Two former York Preparatory Academy employees accuse the Rock Hill charter school's leaders of defaming them and firing them for questioning authority.
Tara Darby, once a York Prep interim managing director, and former science teacher William Bruno filed separate lawsuits Tuesday seeking a combined $12 million, more than twice the school's current operating budget.
They say school leaders conspired against them, spread lies and ruined their reputations before firing them.
Craig Craze, York Prep's founder and school board chairman, called the accusations "baseless."
"We will vigorously defend ourselves on this," Craze said. "The truth is on our side."
Darby was a well-regarded employee until she "reported what she perceived to be serious irregularities, violations of policies and laws relating to the operation of YPA" to her boss, according to her suit, filed in York County civil court.
The school's leaders conspired against her and passed over her for the managing director job for which she was filling in, according to the suit. Despite "exceptional evaluations," she became a target of the new director's "hostile agenda to retaliate," the suit says. She was fired in September.
Managing Director Thomas Graves didn't pay her the $78,000 annual salary she was promised and falsely accused her of improper conduct and improper treatment of a student's parents, according to the documents obtained by The Herald.
Darby is suing for breach of contract accompanied by fraud, defamation of character, interference of contractual relations and civil conspiracy. She's seeking $8 million.
Bruno was a committed, popular teacher with a good reputation until he wrote a letter to the school board raising concerns about management decisions and Darby's firing, his suit alleges.
Soon after, he was fired and Graves spread false accusations that ruined his reputation, according to the suit.
Bruno is suing for defamation of character and civil conspiracy. He's seeking $4 million.
Darby and Bruno name several defendants, including: York Prep, Graves, Craze, Corey Helgesen, the former managing director, and Richard Walker, a consultant with the firm Aspen Partners, which manages administrative matters for the school.
Craze said he couldn't discuss specifics because of personnel laws, but he said Darby and Bruno each went through an appeal process after Graves fired them.
The seven-member, publicly-elected school board upheld Graves' decisions, Craze said.
"We went through a very specific process to vet these things out," he said.
York Prep is the county's only public charter school available to any student in grades K-9. It opened in August 2010 with a focus on parent involvement.
The school of roughly 700 students requires students and parents to sign a contract pledging good behavior and commitment to the cause. Parents are expected to engage and volunteer when possible.
The school's operating budget the first year was roughly $2.7 million, according to Craze. This year it's about $4.6 million.
Darby was hired as academic director. Bruno was a science teacher, who performed well enough to be promoted to middle school lead teacher and science department chair in his first year.
Darby's lawsuit alleges she first reported policy violations to former Managing Director Helgesen and school board members in early 2010, but nothing happened.
Her complaint doesn't specify what those violations were.

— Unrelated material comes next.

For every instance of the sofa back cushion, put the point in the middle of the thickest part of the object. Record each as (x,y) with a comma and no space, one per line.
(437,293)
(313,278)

Columbia Attorney Lewis Cromer, who represents Darby and Bruno, declined to discuss the cases.
When Helgesen stepped down the following year amid parent complaints about his leadership, Darby was tapped to lead until a temporary replacement could be found.
While Darby was on her honeymoon over the summer, Walker, the Aspen Partners consultant, sent a message signed by Darby to the staff saying that York Prep would use the services of a "counseling agency in which he had a financial interest," according to the suit.
Darby's signature was forged, the suit says.
After Darby complained about it, the documents say, she became a target of "animosity and venom" from Walker and Craze.
Complaints of religion
Darby and Bruno allege that school leaders are Mormon and discriminate against employees who aren't.
"Helgesen, Walker and Craze ... are members of the Church of Latter-day Saints, who have seen to it that the Mormon Church and its members have been given priority at the school in terms of teachers and administrators," the suits allege.
Craze dismissed the charge.
"That's categorically not true," Craze said. "YPA has no religious affiliation. We don't even talk about what people's faiths are. It's against the law to ask people about their faith."
The school "is about like-minded parents who want a great education for their kids," Craze said. "The Mormon conspiracy is so far out in left field and absurd, it's laughable."
The suits are expected to take months, Cromer said. If they go to trial, it could be a year before the groups face off in court.